We strongly recommend that couples with an increased chance of having an affected child seek expert genetic counselling regarding the options available to them.

Couples tested by Sonic Genetics and found to be at high risk of having an affected child will be offered genetic counselling free-of-charge^ upon referral from your doctor.

^Terms and conditions apply 

Points to consider

  • If you and your partner are both found to be carriers of the same faulty gene, or if you are a woman carrying a faulty gene on your X Chromosome, there is a greatly increased chance of having a child with a condition due to that gene. It is important for you and your partner to understand what these results mean for you and your situation.
  • Hearing about the carrier result will usually be unexpected. It may lead to a range of physical and emotional reactions, especially if there are decisions that need to be made. Genetic counsellors are experienced in providing support and information that will help you and your partner make an informed decision.
  • We strongly recommend that carrier testing is performed before conception. The earlier that testing is performed, the more time you have to make your decision.
  • When testing shows that there is an increased chance of having an affected child:
    • If you are not pregnant, you have time to think about the carrier test result when discussing your family planning options. You can consider testing the baby in pregnancy for the condition (prenatal testing). Another option is using IVF and then testing the embryo for the condition before implantation. However, not testing for the condition is also an option.
    • If you are pregnant, your options include prenatal testing or not testing for the condition.
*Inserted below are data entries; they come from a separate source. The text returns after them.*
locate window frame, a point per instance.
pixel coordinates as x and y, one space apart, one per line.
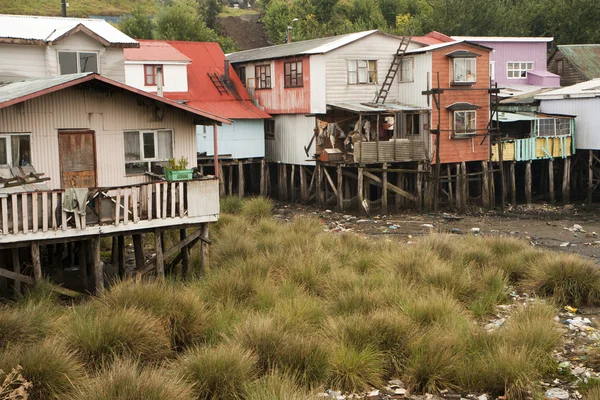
299 76
261 84
77 58
467 132
519 70
146 75
143 159
474 71
369 75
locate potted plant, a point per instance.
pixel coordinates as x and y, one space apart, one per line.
177 170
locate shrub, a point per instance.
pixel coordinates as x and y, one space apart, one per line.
567 278
101 335
126 380
257 208
231 204
52 369
220 372
353 369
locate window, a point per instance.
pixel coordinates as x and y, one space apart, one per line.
269 129
362 71
150 75
406 70
263 76
465 122
72 62
554 127
15 150
241 72
465 70
292 72
147 150
518 70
Your sample and personal information (including health information) are sent to Fulgent Genetics, a CLIA-accredited US laboratory, for the purposes of analysis and interpretation. Fulgent Genetics may not be bound by laws that provide the same level of protection for personal information afforded by the Australian Privacy Principles (APPs).

A couple report will not be produced unless your partner provides consent for their results to be shared with you and your healthcare provider.

The information on this website is provided for your general information and is not a substitute for the specific advice of your treating doctor.